What I am trying to say is that it’s up to you to educate, even the most stubborn “I did it and I know what I’m talking about” kind of advice giver… you can’t just smile and nod because they don’t know. They don’t understand. They haven’t been in your shoes.

I’d like to share with you one example where we didn’t educate enough, we didn’t make ourselves clear enough or… we simply never would have been able to but after the deed was done, the lesson was definitely learned.

We took my wife’s mother with us to a pasta restaurant where we knew full well that our choices would be extremely limited since Cameron (my son) is on a strict gluten free diet. We got him some pasta but never intended for him to eat much of it. Just a little… and we’d pad that with other food, even deserts if we had to.

Well, being a good grandmother, she disagreed with filling a child with deserts or ‘other food’… she knew full well that he was on the diet, and knew fell well that we’d object. However, she didn’t know just what the gluten did to him. She didn’t understand the full extent of his condition. As I said, we tried to explain but really, who believes that a little pasta will set off a child like a grown man on heroine?

So, as my wife and I went off in search of food for him (at a buffet), Cameron’s grandmother took it upon herself to feed him some more of his supper before we got back. As I said earlier, she wasn’t really wrong in doing it… it’s what I would expect a grandmother to do. However, as I also said, in the case of Autism… we failed in educating her properly.

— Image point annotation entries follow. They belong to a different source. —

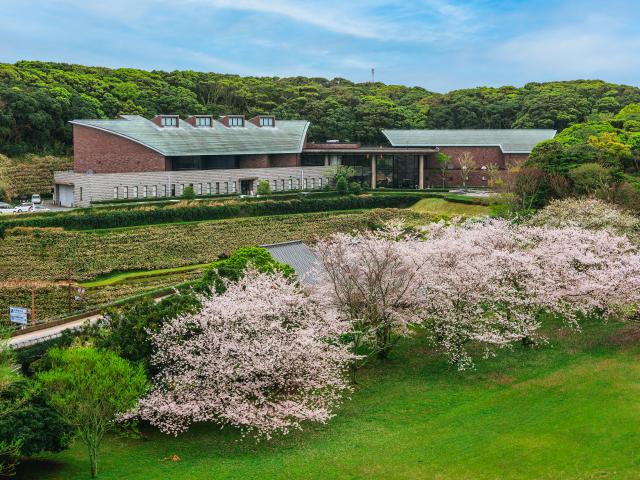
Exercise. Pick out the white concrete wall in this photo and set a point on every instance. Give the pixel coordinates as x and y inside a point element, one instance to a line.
<point>100,186</point>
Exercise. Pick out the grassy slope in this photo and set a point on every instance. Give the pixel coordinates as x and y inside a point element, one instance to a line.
<point>439,206</point>
<point>567,410</point>
<point>122,276</point>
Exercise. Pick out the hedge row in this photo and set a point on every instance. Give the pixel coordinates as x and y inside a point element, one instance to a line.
<point>99,219</point>
<point>47,254</point>
<point>57,300</point>
<point>32,174</point>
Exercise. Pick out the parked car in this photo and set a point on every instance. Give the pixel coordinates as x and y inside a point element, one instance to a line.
<point>5,208</point>
<point>24,207</point>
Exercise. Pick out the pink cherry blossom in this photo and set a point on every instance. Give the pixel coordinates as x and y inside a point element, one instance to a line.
<point>259,357</point>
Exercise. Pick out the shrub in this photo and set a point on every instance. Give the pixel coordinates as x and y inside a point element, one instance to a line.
<point>188,192</point>
<point>32,422</point>
<point>590,178</point>
<point>355,188</point>
<point>342,186</point>
<point>233,267</point>
<point>264,188</point>
<point>591,214</point>
<point>89,388</point>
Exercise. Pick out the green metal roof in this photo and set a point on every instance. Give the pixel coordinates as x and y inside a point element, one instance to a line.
<point>509,140</point>
<point>287,136</point>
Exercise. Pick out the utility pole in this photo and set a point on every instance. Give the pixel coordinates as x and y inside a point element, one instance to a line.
<point>69,271</point>
<point>33,306</point>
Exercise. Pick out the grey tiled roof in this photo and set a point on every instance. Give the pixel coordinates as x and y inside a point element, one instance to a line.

We got back to our table and protested what she did, she argued that he’d be fine… damage was done, what can we do.

So we returned home afterwards where the monster quickly revealed itself… and when I say monster, I mean it. He was screaming, going wild, jumping off of furniture… to say he was bouncing off the walls is quite a literal expression. He actually got a big bruise under his chin from hitting a wall… under his chin!!

He finally went to sleep some time after midnight (his bed time is 7pm) and woke up very sluggish, very slow and proceeded to spend the entire day on the couch, in a ball, rocking back and forth apologizing to us, telling us he loves it, saying sorry…  just, so secluded, so alone.

I swear to you, it was like watching a drug addict go from a major high to a very extreme low and it all happened so very fast. Even other family members that were around that day or the day after commented on how bizarre he was acting, how different he was. They were shocked that a few bites of pasta would cause such a huge change in him.

His grandmother felt terrible (I really hope she doesn’t mind me sharing this story) and she realized then and there that despite her good intentions, she really needs to take what we say seriously. That when we say he has extremely bad reactions to gluten, we mean it.

It’s a lesson I wish we could make really clear to those around us without them having to see it first hand… but I have yet to find what works. Parents are proud people and they raised children successfully. Plus, Autism is still very foreign to many people, especially older people. To some people, they just see wild, disobedient children and some even go so far as to dismiss Autism entirely… they figure it’s just the parent’s fault these days.

What ever the case, it’s hard to convince more experienced parents that they really don’t know better than you. But for your sake, for your child’s sake, you have to.  Don’t wait until they learn the lesson the hard way. Sit them down, show them videos, show them information, make them understand.

You have to prepare your child for the world as best you can but you also have to prepare the world for your child.